Mendengar seseorang mengetuk pintu, dia berbalik dari jendela untuk berjalan menuju pintu. Saat membukanya, dia melihat bahwa nyonya penginapan itu bersama dengan seorang gadis pembantu muda di sebelahnya yang membawa sepiring makanan di tangannya. Penampilan wanita di penginapan itu gemuk, dengan bandana putih kotor di dahinya dan celemek di pinggangnya.
"Terima kasih," Heidi berterima kasih ketika gadis kecil itu menyerahkan piring kepadanya, "Adakah yang bisa kubantu?" gadis kecil bertanya melihat mereka belum pergi.
"Jangan menganggap sikapnya kasar, tapi seperti yang aku katakan saat memberimu kamar di sini, membawakan makanan secara terpisah dan menyediakan air panas di bak mandi akan dikenakan biaya tambahan," kata wanita itu dengan senyum manis di wajahnya saat matanya mengamati ruangan di belakang Heidi.

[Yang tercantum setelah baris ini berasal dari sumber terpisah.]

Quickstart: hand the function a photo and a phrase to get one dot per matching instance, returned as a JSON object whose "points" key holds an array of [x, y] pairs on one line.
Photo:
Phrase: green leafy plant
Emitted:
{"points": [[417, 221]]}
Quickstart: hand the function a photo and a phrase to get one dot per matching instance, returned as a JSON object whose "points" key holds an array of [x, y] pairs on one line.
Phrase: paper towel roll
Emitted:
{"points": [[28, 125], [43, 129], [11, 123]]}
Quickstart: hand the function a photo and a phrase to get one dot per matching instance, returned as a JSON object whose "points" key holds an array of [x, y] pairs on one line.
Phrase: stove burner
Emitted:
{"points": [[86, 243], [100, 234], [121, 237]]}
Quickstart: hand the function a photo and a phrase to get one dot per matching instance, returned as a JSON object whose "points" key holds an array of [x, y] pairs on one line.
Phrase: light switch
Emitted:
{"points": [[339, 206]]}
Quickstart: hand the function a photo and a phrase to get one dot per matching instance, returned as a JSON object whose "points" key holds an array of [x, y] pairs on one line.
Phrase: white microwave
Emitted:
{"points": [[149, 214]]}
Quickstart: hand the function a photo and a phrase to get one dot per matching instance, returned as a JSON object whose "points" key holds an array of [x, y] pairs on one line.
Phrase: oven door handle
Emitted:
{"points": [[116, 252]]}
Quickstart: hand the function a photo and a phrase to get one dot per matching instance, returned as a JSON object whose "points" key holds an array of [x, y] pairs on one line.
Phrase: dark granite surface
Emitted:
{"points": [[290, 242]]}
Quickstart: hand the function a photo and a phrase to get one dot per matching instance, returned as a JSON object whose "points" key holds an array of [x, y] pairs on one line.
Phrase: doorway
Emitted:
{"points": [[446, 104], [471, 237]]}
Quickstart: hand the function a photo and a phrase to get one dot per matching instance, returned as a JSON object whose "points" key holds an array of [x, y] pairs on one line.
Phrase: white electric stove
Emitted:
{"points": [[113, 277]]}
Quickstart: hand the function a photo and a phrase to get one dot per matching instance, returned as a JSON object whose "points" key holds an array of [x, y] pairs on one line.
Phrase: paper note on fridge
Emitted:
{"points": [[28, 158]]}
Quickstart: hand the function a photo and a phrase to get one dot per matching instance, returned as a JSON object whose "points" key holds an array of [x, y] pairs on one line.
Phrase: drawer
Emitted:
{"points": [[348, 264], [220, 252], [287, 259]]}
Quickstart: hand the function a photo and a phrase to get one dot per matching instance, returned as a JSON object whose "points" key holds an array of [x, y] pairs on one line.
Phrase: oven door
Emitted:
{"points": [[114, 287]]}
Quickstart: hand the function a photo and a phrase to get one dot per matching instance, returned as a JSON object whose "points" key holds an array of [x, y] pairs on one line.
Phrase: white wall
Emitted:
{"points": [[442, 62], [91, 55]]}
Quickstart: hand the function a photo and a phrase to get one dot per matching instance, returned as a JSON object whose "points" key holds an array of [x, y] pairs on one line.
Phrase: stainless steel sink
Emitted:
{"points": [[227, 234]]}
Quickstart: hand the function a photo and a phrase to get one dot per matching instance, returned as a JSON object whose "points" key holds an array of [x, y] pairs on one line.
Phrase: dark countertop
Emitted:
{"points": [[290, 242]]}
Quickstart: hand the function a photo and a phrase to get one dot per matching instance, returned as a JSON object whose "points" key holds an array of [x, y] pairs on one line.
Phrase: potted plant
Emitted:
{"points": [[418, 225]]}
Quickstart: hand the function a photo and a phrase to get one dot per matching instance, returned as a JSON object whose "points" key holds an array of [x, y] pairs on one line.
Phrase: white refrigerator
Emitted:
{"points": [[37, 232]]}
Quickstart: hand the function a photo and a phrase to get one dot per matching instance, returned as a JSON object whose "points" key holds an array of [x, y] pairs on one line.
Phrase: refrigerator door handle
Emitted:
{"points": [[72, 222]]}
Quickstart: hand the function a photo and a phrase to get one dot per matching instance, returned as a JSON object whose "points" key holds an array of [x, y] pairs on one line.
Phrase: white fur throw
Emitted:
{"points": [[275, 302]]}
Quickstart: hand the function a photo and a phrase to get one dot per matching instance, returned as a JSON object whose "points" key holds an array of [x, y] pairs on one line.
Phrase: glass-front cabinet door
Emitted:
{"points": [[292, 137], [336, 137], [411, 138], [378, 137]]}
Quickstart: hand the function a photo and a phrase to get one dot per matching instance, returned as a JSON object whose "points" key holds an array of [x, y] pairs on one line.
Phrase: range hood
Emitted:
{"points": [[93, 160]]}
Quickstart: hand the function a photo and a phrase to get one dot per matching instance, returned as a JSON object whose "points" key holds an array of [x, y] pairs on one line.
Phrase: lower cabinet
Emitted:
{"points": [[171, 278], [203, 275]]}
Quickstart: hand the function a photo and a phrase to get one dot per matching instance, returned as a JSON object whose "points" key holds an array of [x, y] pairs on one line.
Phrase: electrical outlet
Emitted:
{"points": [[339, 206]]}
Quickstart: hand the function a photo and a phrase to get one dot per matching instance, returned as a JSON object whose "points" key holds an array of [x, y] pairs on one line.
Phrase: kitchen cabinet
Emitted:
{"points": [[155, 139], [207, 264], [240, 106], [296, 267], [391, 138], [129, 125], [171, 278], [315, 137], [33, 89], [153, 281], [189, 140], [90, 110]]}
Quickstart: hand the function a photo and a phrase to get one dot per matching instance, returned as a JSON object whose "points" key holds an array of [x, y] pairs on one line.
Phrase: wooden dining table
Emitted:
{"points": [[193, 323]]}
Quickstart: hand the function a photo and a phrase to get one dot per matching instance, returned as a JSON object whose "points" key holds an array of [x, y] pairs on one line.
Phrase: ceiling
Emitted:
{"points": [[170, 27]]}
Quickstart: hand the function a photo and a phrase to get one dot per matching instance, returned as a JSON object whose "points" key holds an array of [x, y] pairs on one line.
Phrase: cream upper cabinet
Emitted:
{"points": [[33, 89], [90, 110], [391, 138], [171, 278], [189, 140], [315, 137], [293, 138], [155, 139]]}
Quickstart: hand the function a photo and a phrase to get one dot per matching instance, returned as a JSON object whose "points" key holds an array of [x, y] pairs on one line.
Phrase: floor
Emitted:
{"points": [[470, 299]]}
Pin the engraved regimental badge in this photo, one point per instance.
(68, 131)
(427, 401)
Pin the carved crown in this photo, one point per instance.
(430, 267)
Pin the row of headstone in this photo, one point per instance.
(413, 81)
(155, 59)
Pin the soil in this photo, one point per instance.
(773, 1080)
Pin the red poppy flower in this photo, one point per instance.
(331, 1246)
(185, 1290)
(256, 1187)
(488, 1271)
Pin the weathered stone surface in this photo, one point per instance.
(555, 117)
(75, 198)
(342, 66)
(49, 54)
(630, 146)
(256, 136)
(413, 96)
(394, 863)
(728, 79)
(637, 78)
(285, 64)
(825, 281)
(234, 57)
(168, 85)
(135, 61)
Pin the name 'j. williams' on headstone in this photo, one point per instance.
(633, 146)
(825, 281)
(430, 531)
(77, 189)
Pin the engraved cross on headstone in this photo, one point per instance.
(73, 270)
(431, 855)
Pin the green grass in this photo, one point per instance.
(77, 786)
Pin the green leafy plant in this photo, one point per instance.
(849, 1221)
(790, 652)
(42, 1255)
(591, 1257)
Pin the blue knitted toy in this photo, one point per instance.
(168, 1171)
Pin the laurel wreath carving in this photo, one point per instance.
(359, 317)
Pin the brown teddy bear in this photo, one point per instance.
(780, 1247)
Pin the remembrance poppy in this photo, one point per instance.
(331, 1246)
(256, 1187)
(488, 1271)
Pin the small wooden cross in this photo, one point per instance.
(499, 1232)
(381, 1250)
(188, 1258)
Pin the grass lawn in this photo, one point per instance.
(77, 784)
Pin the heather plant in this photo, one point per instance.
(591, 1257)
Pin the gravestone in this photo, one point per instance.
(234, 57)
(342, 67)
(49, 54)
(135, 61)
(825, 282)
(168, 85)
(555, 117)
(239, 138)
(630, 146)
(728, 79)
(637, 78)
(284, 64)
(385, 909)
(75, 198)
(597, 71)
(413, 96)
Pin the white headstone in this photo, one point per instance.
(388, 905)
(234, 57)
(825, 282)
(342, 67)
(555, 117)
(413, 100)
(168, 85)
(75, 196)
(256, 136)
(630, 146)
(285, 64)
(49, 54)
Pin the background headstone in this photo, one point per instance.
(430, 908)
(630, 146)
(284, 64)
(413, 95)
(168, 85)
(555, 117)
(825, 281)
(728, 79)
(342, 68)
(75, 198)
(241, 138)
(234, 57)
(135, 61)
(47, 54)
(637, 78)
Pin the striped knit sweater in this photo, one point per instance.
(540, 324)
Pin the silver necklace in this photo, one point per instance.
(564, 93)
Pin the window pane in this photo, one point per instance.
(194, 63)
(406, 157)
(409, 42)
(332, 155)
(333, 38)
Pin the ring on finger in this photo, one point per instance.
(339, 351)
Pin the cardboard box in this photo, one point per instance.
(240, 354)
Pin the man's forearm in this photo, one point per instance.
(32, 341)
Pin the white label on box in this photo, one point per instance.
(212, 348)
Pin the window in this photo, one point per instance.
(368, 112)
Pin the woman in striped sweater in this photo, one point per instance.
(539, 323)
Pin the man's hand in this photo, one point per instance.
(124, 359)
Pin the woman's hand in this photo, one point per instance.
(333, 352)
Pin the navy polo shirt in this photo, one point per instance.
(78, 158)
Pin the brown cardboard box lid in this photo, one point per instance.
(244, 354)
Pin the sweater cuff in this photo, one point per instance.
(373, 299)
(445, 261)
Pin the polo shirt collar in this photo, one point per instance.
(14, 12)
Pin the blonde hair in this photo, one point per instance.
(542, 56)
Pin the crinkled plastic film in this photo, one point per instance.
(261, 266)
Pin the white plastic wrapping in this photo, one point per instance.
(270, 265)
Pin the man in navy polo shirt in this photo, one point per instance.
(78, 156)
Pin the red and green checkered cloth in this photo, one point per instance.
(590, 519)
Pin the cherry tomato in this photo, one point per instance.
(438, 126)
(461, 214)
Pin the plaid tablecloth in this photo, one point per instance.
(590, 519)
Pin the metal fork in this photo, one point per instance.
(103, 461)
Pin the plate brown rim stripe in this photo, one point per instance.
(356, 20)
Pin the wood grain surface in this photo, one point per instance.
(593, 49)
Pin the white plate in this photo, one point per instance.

Wanita paruh baya itu adalah wanita yang usil saat datang untuk ikut campur dengan pelanggannya atau urusan tetangganya yang membuatnya penasaran, ketika dia melihat Heidi membawa tas dan berdiri sendiri di pintu masuk, dia datang ke gedung penginapan mereka meminta kamar untuk dia tinggali.
"Tentu saja," jawab Heidi menyimpan piring di atas meja untuk mengambil tasnya di mana dia menyimpan uangnya. Sambil mengeluarkan koin, dia kembali ke pintu untuk menyerahkannya kepada wanita itu.
"Terima kasih, Nyonya. Semoga kamu menikmati makanannya," jawab wanita itu dengan gembira dan meninggalkan ambang pintu untuk pergi ke kamar sebelah.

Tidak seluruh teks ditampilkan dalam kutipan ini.